Moyna could not see what there was to be cheerful about: the publishing houses they visited were all in the back lanes of Darya Ganj and Kashmere Gate, far from salubrious to her way of thinking, particularly on a steaming afternoon in late summer, and the publishers they met all seemed oppressed by the weather, slumped in their offices listlessly, under slowly revolving fans—if the electricity had not broken down altogether, in which case they would be plunged in gloom, in dim candlelight—and they seemed far from interested in increasing sales of their wares by advertising in Books. 'We have been advertising,' one reminded them brusquely, 'for more than two years, and we are seeing no increase in sales. Who is reading Books? Nobody is reading.' Tara looked extremely offended and swept out with great dignity after reminding him that he had yet to pay for the advertisements he had placed. Moyna followed her, quietly impressed if uncertain as to whether she could bring off a confrontation so satisfactorily.

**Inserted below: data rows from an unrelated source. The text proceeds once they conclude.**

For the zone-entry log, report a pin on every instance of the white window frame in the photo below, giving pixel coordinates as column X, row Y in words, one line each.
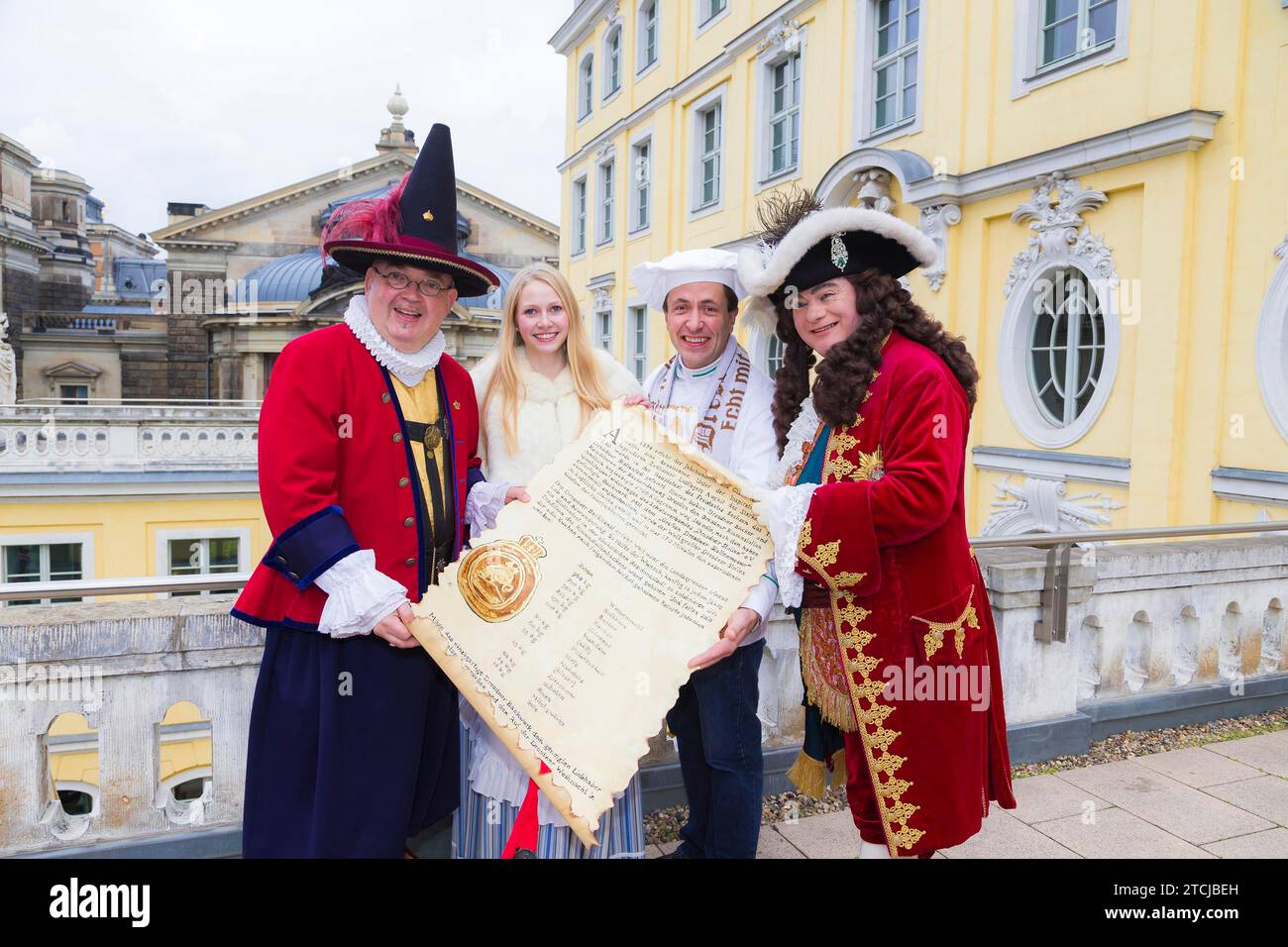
column 1026, row 73
column 584, row 223
column 864, row 56
column 634, row 228
column 605, row 201
column 585, row 80
column 612, row 91
column 642, row 65
column 712, row 99
column 1014, row 360
column 765, row 64
column 51, row 539
column 703, row 20
column 636, row 357
column 198, row 534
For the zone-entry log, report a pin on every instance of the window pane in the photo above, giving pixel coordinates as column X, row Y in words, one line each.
column 64, row 561
column 22, row 564
column 885, row 80
column 184, row 557
column 223, row 554
column 1059, row 9
column 1103, row 22
column 888, row 39
column 1059, row 42
column 883, row 115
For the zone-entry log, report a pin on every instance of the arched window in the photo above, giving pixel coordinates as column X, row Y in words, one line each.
column 585, row 85
column 647, row 35
column 613, row 62
column 1273, row 344
column 1067, row 344
column 1059, row 343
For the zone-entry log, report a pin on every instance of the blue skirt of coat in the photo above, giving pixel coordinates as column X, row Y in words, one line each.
column 352, row 749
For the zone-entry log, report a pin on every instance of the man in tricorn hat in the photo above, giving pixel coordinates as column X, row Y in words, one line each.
column 872, row 414
column 369, row 474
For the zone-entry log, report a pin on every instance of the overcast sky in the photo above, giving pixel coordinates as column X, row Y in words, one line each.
column 156, row 101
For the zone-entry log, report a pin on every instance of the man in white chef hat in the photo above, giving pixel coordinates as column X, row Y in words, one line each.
column 709, row 393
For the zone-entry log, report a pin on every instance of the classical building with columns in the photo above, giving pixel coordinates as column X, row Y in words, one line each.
column 75, row 291
column 1104, row 179
column 244, row 279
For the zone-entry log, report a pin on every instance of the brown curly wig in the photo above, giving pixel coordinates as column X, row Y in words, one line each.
column 844, row 376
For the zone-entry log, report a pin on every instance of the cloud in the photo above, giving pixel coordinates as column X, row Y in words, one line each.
column 155, row 102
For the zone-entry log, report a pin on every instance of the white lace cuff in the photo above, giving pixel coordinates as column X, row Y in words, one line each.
column 359, row 595
column 784, row 512
column 483, row 502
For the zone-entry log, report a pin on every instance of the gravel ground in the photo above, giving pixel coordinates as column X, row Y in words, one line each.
column 665, row 825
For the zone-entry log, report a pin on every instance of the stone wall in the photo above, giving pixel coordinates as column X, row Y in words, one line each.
column 21, row 295
column 187, row 342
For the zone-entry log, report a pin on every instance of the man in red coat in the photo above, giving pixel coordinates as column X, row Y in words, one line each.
column 898, row 648
column 369, row 474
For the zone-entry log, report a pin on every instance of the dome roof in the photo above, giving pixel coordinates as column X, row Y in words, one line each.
column 292, row 278
column 287, row 278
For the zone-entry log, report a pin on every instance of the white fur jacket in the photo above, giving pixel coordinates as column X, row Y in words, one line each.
column 549, row 415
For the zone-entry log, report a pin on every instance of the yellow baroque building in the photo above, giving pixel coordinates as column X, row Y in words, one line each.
column 1106, row 180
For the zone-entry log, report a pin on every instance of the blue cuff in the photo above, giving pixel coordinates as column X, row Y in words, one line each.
column 313, row 545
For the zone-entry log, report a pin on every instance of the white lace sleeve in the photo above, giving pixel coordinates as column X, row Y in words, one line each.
column 785, row 510
column 483, row 502
column 359, row 595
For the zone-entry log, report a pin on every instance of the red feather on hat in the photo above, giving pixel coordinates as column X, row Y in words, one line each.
column 375, row 219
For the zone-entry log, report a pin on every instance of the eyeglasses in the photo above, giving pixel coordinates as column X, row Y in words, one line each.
column 400, row 281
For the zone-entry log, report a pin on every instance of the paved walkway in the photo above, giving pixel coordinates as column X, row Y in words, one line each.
column 1220, row 800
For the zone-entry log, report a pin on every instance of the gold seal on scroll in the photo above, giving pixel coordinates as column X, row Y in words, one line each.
column 498, row 578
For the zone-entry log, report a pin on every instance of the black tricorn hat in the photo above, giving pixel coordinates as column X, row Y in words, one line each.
column 415, row 223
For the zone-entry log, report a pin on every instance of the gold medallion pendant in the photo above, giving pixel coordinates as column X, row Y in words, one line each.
column 498, row 578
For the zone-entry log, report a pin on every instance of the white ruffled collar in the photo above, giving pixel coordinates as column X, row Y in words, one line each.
column 799, row 436
column 408, row 368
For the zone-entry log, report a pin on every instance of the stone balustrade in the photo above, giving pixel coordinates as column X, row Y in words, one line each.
column 37, row 438
column 1150, row 626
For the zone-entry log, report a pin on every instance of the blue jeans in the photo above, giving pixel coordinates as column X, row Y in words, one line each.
column 715, row 725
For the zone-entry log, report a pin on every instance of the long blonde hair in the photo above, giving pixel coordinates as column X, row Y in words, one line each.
column 505, row 382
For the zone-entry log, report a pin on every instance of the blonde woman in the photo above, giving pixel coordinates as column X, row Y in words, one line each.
column 536, row 393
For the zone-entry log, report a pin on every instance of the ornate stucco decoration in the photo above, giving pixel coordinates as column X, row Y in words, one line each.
column 1039, row 505
column 1054, row 213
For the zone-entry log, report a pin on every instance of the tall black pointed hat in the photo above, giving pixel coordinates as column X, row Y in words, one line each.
column 415, row 223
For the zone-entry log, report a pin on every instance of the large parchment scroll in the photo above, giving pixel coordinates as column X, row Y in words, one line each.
column 570, row 625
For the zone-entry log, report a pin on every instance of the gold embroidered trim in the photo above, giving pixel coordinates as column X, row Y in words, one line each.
column 864, row 693
column 934, row 638
column 871, row 467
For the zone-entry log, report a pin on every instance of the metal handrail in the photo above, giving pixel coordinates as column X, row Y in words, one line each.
column 1051, row 541
column 1043, row 540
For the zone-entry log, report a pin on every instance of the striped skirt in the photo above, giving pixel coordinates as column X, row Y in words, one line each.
column 482, row 826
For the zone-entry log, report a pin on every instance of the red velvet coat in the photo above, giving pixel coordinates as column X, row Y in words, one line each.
column 334, row 479
column 909, row 626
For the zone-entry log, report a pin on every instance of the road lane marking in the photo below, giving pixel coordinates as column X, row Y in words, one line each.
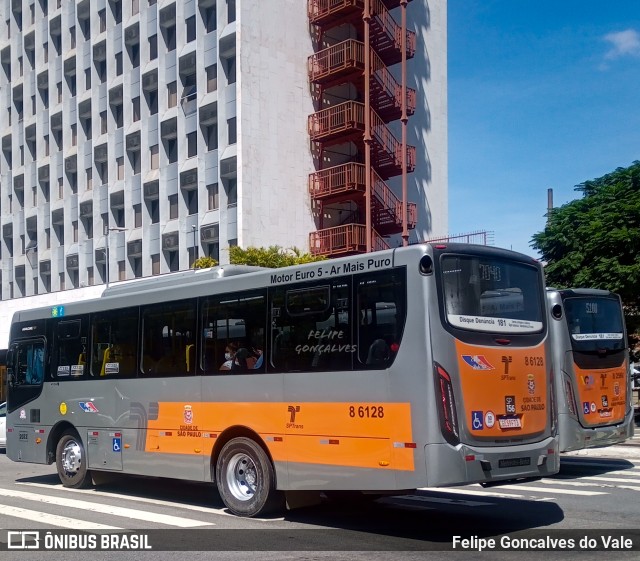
column 554, row 490
column 54, row 519
column 445, row 500
column 135, row 498
column 107, row 509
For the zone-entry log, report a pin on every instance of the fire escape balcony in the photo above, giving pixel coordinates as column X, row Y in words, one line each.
column 338, row 182
column 386, row 93
column 348, row 239
column 386, row 209
column 348, row 181
column 337, row 64
column 386, row 150
column 345, row 123
column 324, row 12
column 345, row 62
column 338, row 124
column 386, row 35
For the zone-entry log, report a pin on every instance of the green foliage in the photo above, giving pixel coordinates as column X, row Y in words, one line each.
column 204, row 262
column 594, row 241
column 273, row 256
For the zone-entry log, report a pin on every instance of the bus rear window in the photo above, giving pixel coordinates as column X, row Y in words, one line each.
column 492, row 295
column 595, row 323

They had a little better luck with the bookshops in Connaught Place and Khan Market which were not nearly so depressing and were often run by pleasant proprietors who sent out for Campa Cola and Fanta for them, and at times even agreed to place a few advertisements of their best-selling thrillers. The bookshop for the publications of the USSR—mostly cheerful and cheap translations of Russian folk tales and fables in bright colours for children—proved particularly supportive. A charming Russian gentleman gave them a free calendar and a brochure listing the film, dance and music programmes at Tolstoy Bhavan. Encouraged, Tara suggested they visit the British Council next. 'But do they publish books?' Moyna asked. She was dusty, hot and very tired by now. Tara thought that irrelevant—they could advertise their library, couldn't they?